We can further simplify the above process. Instead of using
.compute()
to get in-memory result, we can simply do a “disk to
disk” operation.
In [18]:
with ProgressBar():
dr.mean(dim='lev').to_netcdf('column_average.nc')
[########################################] | 100% Completed | 19.4s
xarray automatically reads each piece (chunk) of data into memory, compute the mean, dump the result to disk, and proceed to the next piece.
Open the file to double check:
In [19]:
xr.open_dataset('column_average.nc')
Out[19]:
<xarray.Dataset>
Dimensions: (lat: 721, lon: 1152, time: 8)
Coordinates:
* time (time) datetime64[ns] 2015-07-01T01:30:00 2015-07-01T04:30:00 ...

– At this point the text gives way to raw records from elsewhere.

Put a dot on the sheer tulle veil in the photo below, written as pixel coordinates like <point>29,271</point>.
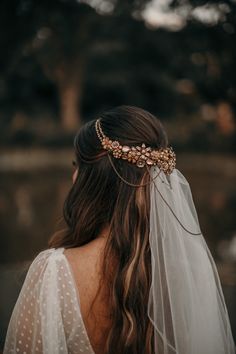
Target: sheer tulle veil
<point>186,304</point>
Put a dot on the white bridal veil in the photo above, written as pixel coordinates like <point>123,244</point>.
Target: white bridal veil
<point>186,304</point>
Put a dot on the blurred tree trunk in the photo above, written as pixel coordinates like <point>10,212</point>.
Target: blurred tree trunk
<point>69,80</point>
<point>70,98</point>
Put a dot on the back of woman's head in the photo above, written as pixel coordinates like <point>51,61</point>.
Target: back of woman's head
<point>99,198</point>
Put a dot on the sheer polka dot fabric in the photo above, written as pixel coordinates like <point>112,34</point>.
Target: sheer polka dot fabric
<point>47,317</point>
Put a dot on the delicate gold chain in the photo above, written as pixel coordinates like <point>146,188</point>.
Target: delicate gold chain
<point>130,184</point>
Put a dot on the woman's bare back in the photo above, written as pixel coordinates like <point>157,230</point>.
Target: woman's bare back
<point>86,262</point>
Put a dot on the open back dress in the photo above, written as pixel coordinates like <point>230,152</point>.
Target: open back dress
<point>47,315</point>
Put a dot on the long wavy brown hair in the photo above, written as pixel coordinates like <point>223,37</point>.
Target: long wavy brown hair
<point>98,198</point>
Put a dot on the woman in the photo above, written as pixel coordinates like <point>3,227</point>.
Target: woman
<point>131,273</point>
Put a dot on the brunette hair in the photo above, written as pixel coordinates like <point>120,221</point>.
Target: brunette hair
<point>98,198</point>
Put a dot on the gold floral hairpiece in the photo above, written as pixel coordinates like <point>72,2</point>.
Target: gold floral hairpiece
<point>141,156</point>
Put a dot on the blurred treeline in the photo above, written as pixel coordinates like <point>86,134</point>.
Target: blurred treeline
<point>64,61</point>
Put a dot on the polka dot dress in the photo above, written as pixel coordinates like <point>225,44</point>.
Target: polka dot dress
<point>47,317</point>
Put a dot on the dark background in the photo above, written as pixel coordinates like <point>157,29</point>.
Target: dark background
<point>63,62</point>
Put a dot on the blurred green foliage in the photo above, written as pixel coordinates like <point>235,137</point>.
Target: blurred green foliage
<point>63,61</point>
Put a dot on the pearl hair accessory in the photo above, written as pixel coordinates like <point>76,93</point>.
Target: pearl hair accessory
<point>141,156</point>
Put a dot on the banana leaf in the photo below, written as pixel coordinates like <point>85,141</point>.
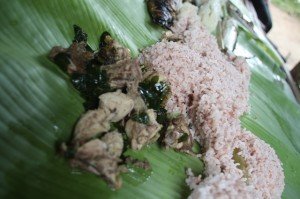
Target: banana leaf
<point>38,105</point>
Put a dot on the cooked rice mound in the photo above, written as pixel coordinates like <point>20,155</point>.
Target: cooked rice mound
<point>211,90</point>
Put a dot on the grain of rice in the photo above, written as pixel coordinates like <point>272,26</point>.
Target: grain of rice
<point>219,86</point>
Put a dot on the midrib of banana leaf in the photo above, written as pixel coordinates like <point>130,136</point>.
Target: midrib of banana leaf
<point>39,106</point>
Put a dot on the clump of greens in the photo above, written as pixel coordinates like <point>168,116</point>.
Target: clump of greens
<point>125,108</point>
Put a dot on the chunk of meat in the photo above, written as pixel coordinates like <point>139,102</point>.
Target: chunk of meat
<point>117,103</point>
<point>72,59</point>
<point>101,157</point>
<point>114,106</point>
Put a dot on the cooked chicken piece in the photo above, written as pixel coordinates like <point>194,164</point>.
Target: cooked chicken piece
<point>110,51</point>
<point>124,73</point>
<point>114,106</point>
<point>101,157</point>
<point>142,134</point>
<point>114,142</point>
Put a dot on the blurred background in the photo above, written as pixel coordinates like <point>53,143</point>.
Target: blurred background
<point>285,31</point>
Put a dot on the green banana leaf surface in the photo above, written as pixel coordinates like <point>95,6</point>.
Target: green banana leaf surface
<point>39,106</point>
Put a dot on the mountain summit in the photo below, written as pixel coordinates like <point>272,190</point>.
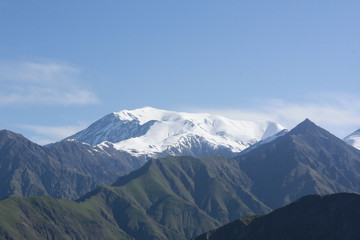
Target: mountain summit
<point>155,133</point>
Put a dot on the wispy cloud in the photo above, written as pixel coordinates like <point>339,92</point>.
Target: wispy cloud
<point>49,134</point>
<point>338,113</point>
<point>42,83</point>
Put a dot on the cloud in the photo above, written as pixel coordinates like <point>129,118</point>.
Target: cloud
<point>42,83</point>
<point>48,134</point>
<point>338,113</point>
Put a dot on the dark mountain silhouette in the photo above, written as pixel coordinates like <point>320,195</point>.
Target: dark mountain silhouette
<point>335,217</point>
<point>306,160</point>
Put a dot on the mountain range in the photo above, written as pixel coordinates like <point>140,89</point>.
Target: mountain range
<point>335,216</point>
<point>175,197</point>
<point>158,133</point>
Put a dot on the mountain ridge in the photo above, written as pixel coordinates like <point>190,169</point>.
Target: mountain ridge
<point>158,133</point>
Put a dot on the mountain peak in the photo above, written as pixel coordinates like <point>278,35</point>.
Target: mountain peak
<point>155,133</point>
<point>304,127</point>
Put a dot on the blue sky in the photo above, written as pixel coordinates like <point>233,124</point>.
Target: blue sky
<point>65,64</point>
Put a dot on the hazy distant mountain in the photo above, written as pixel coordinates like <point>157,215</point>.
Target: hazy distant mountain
<point>158,133</point>
<point>334,217</point>
<point>180,197</point>
<point>354,139</point>
<point>306,160</point>
<point>63,170</point>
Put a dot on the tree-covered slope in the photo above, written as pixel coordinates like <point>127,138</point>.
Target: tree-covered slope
<point>306,160</point>
<point>333,217</point>
<point>48,218</point>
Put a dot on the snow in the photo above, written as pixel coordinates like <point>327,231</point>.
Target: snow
<point>173,128</point>
<point>354,139</point>
<point>149,131</point>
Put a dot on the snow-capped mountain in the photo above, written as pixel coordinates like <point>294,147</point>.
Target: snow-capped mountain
<point>354,139</point>
<point>155,133</point>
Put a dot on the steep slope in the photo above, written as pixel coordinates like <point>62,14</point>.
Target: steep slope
<point>157,133</point>
<point>178,197</point>
<point>27,169</point>
<point>104,166</point>
<point>307,160</point>
<point>335,217</point>
<point>172,198</point>
<point>354,139</point>
<point>47,218</point>
<point>63,170</point>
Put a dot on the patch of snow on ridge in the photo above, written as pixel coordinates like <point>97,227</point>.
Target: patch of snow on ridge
<point>173,128</point>
<point>150,131</point>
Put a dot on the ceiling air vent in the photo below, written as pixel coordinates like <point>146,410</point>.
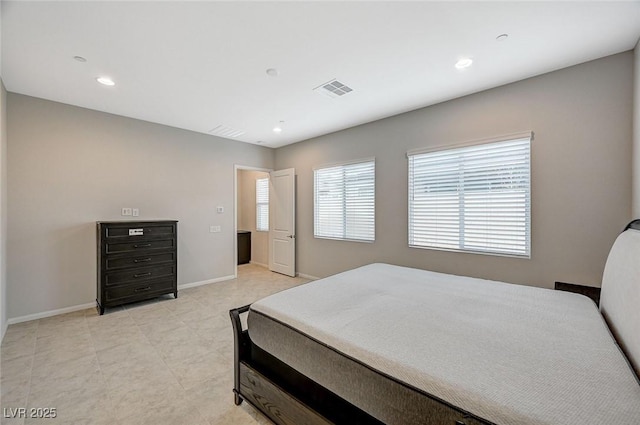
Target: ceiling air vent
<point>333,88</point>
<point>224,131</point>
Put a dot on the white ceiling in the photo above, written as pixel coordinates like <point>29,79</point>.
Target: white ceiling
<point>198,65</point>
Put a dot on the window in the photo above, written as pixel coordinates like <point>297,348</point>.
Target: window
<point>473,199</point>
<point>262,204</point>
<point>344,201</point>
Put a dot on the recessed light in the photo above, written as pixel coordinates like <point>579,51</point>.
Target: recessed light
<point>278,128</point>
<point>106,81</point>
<point>464,63</point>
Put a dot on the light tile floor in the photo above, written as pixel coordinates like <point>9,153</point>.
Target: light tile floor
<point>165,361</point>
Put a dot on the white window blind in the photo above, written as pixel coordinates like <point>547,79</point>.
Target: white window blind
<point>344,201</point>
<point>262,204</point>
<point>474,199</point>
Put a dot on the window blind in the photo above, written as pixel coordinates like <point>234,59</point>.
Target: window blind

* lat (lat) float32 -89.9375 -89.75 -89.5 -89.25 -89.0 -88.75 -88.5 ...
* lon (lon) float32 -180.0 -179.688 -179.375 -179.062 -178.75 ...
Data variables:
CLOUD (time, lat, lon) float64 0.09893 0.09893 0.09893 0.09893 ...
A compact version of previous section¶
All we’ve done in the previous section can be summarized by 2 lines of code:
In [20]:
ds = xr.open_dataset("./GEOSFP.20150701.A3cld.Native.nc", chunks={'time': 1})
ds['CLOUD'].mean(dim='lev').to_netcdf('column_average_CLOUD.nc')
That’s it! You’ve just solved a geoscience big data problem without worrying about any specific “big data” techniques!